The effort involves such leading institutions as Duke, Stanford and Yale Universities.
Phil Schiller, a senior vice president at Apple who is acting as emcee of the announcement, said that the iTunes U. courses would enable "anyone anywhere at any time to take courses for free."
The new courses are ready to go — and one is being taught at Duke University today. The project appears to be a challenge to entities like the Khan Academy, which has attracted considerable attention with its high quality, free offerings, although they are not linked to universities. No mention was made of whether credit would be awarded for these new courses.
In the new courses, instructors will combine audio, video (recorded or streaming), books, documents and more.
In addition, the new courses have features similar to learning management systems. Instructors can post messages and assignments for students, with automatic notification of students.
Apple officials also announced a plan to try to transform the textbook industry, starting with high school textbooks.

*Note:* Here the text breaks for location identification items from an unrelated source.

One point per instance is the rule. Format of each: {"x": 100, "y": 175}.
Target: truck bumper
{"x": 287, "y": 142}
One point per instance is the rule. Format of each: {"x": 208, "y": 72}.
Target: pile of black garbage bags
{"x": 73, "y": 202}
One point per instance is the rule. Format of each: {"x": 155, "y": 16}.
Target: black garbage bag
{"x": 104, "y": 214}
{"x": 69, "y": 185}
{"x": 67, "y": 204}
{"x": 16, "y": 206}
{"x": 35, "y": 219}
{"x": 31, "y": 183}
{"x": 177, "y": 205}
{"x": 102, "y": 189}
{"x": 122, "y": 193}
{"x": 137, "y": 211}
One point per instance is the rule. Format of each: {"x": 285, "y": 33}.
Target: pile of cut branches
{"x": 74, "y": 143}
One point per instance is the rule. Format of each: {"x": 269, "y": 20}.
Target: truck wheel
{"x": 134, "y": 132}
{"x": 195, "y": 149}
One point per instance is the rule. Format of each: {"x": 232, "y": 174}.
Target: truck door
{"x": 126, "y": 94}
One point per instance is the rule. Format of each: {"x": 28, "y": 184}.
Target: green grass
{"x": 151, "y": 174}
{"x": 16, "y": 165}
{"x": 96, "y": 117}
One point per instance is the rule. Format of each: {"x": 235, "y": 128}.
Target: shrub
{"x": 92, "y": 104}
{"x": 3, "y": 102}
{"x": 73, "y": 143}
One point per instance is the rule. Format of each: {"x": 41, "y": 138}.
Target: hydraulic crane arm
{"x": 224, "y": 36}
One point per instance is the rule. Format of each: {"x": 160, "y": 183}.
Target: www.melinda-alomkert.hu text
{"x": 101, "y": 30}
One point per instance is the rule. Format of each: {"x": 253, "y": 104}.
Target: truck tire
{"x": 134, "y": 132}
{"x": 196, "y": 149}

Apple unveiled iBooks 2 and iBook Author. The free tools are expected to allow greatly enhanced textbook flexibility. And while there had been some speculation that Apple was taking on publishers, the company announced partnerships on the project with such big-name publishers as Pearson, McGraw-Hill and Houghton Mifflin Harcourt.
Schiller said that the project would involve thousands of education apps for the iPad, and said that the project amounted to "reinventing the textbook."
He said that the company was concerned about the state of American education, and viewed iPad technology as having the potential to spur reforms. "We want it to accelerate and make it even easier to integrate the iPad into curriculum," he said. (Critics were quick to note that the new features would be available only on Apple technology products.)
He spoke here at a packed briefing in the Solomon R. Guggenheim Museum.